Balducchi: La allarma se l'informazione data dai media è incompleta come accade spesso. I dati dimostrano che persone che escono dal carcere e sono seguite con un accompagnamento serio abbattono le percentuali di recidiva: se quelli abbandonati a se stessi tornano a delinquere al 60%, gli altri hanno una recidiva tra il 15 e il 20%. L'informazione tende ad alimentare la paura più che ad aumentare la speranza. Il carcere come extrema ratio non significa nè deresponsabilizzare la persona nè non rispondere del male che ha fatto ma non può riparare al male fatto se non ha gli strumenti per farlo. Per questo i percorsi alternativi richiedono risorse per aiutare a trovare lavoro e casa. La maggior parte della gente che sta in carcere è segnata dal disagio sociale o dalla malattia e non ha risorse per cambiare vita.
E le vittime, chi si occupa del loro disagio?
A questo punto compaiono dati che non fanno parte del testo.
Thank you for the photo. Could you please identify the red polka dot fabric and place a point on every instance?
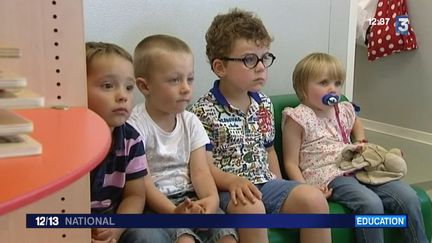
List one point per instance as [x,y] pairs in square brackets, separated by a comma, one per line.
[383,38]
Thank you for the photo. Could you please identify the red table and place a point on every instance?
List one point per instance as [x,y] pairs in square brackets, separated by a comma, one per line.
[73,142]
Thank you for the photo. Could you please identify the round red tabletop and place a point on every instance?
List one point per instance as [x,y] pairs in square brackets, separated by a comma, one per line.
[73,142]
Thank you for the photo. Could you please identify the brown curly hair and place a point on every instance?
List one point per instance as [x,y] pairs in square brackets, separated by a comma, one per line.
[227,28]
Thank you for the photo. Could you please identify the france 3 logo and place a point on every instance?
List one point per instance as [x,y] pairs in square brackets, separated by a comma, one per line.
[402,24]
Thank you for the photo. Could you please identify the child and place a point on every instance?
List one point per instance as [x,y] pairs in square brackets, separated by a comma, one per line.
[117,182]
[313,136]
[174,138]
[239,121]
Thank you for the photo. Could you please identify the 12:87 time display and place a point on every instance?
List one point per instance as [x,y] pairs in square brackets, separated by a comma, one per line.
[47,221]
[379,21]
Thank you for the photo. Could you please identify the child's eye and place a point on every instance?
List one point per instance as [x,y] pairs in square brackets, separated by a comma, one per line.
[175,80]
[107,85]
[323,82]
[130,87]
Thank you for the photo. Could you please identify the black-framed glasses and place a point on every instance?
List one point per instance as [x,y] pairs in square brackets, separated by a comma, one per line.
[252,60]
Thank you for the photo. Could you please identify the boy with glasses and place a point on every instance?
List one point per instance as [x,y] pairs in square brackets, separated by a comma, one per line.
[239,121]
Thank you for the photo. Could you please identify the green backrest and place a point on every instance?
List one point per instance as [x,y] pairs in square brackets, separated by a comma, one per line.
[279,103]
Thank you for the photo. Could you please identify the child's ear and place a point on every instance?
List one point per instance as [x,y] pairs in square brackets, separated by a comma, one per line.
[142,85]
[218,67]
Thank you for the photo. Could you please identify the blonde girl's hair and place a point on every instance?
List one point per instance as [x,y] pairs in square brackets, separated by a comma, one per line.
[311,66]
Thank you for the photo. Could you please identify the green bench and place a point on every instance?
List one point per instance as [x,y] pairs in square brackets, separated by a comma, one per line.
[339,235]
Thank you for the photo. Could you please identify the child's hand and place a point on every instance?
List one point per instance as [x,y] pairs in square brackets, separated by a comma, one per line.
[326,191]
[242,190]
[103,235]
[188,206]
[208,205]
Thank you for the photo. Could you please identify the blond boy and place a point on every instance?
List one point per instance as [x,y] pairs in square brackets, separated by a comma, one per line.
[174,138]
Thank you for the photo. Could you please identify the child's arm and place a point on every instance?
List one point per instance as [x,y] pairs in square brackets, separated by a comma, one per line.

Balducchi: Questo è un altro settore in cui l'Italia è indietro. E' dal 1999 che l'Europa ci chiede di istituire gli uffici di mediazione penale anche per gli adulti. Si tratta di uffici in cui si fanno incontrare la vittima e l'autore del reato per ascoltare ognuno la vicenda umana dell'altro. In Italia si fa in parte solo con i minori, ma in Europa ci sono esperienze molto forti in questo senso nelle quali l'autore del reato attraverso la sofferenza della vittima si è reso conto davvero del male commesso e la vittima è riuscito a dare il proprio perdono anche per reati molto gravi come l'omicidio di un congiunto. La forza di una persona che perdona ha un effetto dirompente: lo so perchè io stesso ho accompagnato due persone che hanno chiesto e ottenuto il perdono. Non è semplice e occorrono le condizioni adatte, ma è possibile. La giustizia si presenta così come un divenire comune a tutti, senza cancellare i volti e avendo davvero la possibilità di riparare al male.
Di sovraffollamento carcerario così come di provvedimenti di amnistia e indulto si parla in maniera ricorrente ma in pochi casi alle parole sono corrisposti dei fatti: quale effetto ha sulle persone in carcere?
Balducchi: Le speranze deluse in carcere producono ferite ancora più pesanti, alimentando la rabbia o la depressione nei soggetti più deboli. Credo però che adesso sia venuto davvero il momento di agire anche perchè le ripercussioni in campo economico per l'Italia delle condanne di Strasburgo dal 2014 saranno rilevanti. C'è una convinzione interna al mondo del carcere – che non è fatto solo di detenuti ma anche di agenti, educatori, psicologi – che non si può più andare avanti così. C'è una disincentivazione al lavoro e una mancanza di prospettive anche per chi vive il carcere dall'altra parte, in fondo quasi ugualmente "costretto". Non si può capire quale pressione costituisca per un agente lavorare in un reparto con 80 detenuti tossicodipendenti per sei ore di seguito se non si è visto da vicino. Lo dimostra il fatto che ci sono molti suicidi anche tra le guardie carcerarie. E' una situazione pesante anche per i cappellani: 100 persone puoi seguirle bene, farti presente, ascoltarle; con 300 fai solo quello che puoi. E 300 persone non rappresentano la media: a Poggioreale con migliaia di detenuti ci sono solo due cappellani. Così psicologi ed educatori: con più detenuti hanno meno ore per svolgere efficacemente il loro lavoro. Il sovraffollamento fa "saltare" tutta la struttura.
Pensa che stavolta si arriverà a un cambiamento?
Balducchi: Il presidente ha rivolto un appello molto significativo, importante, al Parlamento e nelle risposte che sono arrivate intravedo uno spiraglio, una finestra aperta. Spero che presto possa diventare una "porta" che faccia entrare ossigeno e torni ad alimentare la speranza per tanti.